Industry 4.0 platform and IIC
The approach
Not competition but cooperation - the initiatives 'Plattform Industrie 4.0' and the 'Industrial Internet Consortium' have now taken up the cause of bringing this claim to life.
On 2 March 2016, the German 'Plattform Industrie 4.0' and the 'Industrial Internet Consortium' held a press conference to announce closer cooperation between the two organizations.
The announcement was preceded by a meeting of representatives from both initiatives in Zurich in November last year. Representatives from Bosch, Cisco, IIC, Pepperl+Fuchs, SAP, Siemens, ThingsWise and the Steinbeis Institute met on "neutral" Swiss soil to explore whether there could be a basis for closer cooperation between the platform and the IIC.
Over the past 18 months, there have been repeated discussions about a competitive relationship between the two initiatives.
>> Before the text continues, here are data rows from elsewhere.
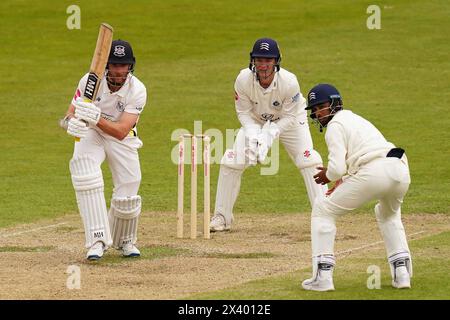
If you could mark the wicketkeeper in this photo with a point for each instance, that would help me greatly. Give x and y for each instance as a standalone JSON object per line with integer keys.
{"x": 269, "y": 105}
{"x": 111, "y": 135}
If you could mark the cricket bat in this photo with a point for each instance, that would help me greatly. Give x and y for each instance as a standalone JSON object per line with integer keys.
{"x": 98, "y": 63}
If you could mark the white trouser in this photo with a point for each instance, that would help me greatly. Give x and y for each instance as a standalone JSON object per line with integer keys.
{"x": 123, "y": 160}
{"x": 122, "y": 157}
{"x": 298, "y": 144}
{"x": 383, "y": 179}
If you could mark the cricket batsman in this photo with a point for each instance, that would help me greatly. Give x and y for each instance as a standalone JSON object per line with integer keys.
{"x": 365, "y": 167}
{"x": 269, "y": 105}
{"x": 107, "y": 131}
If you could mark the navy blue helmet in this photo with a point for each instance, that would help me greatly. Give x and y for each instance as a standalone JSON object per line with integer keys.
{"x": 323, "y": 93}
{"x": 122, "y": 53}
{"x": 265, "y": 48}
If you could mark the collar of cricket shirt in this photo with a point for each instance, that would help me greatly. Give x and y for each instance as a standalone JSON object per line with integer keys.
{"x": 273, "y": 85}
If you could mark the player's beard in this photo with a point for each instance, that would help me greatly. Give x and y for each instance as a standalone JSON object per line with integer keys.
{"x": 265, "y": 74}
{"x": 116, "y": 80}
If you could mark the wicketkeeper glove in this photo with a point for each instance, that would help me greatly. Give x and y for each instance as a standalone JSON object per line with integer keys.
{"x": 269, "y": 132}
{"x": 251, "y": 143}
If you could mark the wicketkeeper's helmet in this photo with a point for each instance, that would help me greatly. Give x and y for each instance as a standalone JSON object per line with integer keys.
{"x": 265, "y": 48}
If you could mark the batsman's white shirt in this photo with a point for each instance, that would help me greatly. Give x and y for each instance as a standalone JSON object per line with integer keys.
{"x": 352, "y": 142}
{"x": 121, "y": 155}
{"x": 131, "y": 98}
{"x": 282, "y": 102}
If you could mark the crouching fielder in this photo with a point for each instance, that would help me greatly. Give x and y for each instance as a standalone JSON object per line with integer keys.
{"x": 269, "y": 105}
{"x": 111, "y": 134}
{"x": 366, "y": 167}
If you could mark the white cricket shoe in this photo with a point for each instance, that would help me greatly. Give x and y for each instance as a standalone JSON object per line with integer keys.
{"x": 323, "y": 281}
{"x": 218, "y": 224}
{"x": 130, "y": 250}
{"x": 402, "y": 278}
{"x": 96, "y": 251}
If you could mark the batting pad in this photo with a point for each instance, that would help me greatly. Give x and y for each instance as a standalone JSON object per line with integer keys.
{"x": 87, "y": 180}
{"x": 123, "y": 219}
{"x": 228, "y": 186}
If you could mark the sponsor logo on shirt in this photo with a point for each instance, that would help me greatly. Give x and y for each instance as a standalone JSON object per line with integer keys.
{"x": 268, "y": 116}
{"x": 120, "y": 106}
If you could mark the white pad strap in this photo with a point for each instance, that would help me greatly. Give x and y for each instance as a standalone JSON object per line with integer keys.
{"x": 328, "y": 259}
{"x": 403, "y": 258}
{"x": 87, "y": 181}
{"x": 123, "y": 217}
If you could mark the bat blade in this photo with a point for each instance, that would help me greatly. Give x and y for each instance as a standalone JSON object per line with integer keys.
{"x": 99, "y": 60}
{"x": 98, "y": 63}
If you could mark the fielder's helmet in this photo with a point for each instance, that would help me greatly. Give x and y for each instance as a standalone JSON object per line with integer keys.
{"x": 322, "y": 93}
{"x": 265, "y": 48}
{"x": 121, "y": 52}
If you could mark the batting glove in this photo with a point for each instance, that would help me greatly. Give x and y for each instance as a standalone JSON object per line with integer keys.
{"x": 87, "y": 111}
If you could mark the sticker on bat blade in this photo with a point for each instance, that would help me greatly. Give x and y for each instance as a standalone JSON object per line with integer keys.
{"x": 90, "y": 86}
Discussions that were less technically sound and more emotional. On the other hand, there are also more and more companies that are active in both initiatives. "Reducing the market discussion and understanding the technical content of the other organization became more and more important," says the summary of this conversation.
Comparison of the reference architectures
The Zurich discussion also focused on the reference architectures of the two initiatives - RAMI 4.0 and IIRA. The experts compared which components of the architectures are merely referred to using different vocabulary, which components are actually the same and which are significantly different. The experts determined that a merger of the two architectures would be both impractical and undesirable, as the architectures have different objectives: Industry 4.0 with RAMI focuses on the factory environment; the IIC with IIRA, on the other hand, encompasses the overall topic of the Internet of Things across individual application areas.
As the two approaches do not compete directly with each other, but rather complement each other, the experts want to intensify cooperation between the initiatives. In other words, they want to work together on the necessary standardization and also use joint test environments. - A joint roadmap should already exist for these tasks.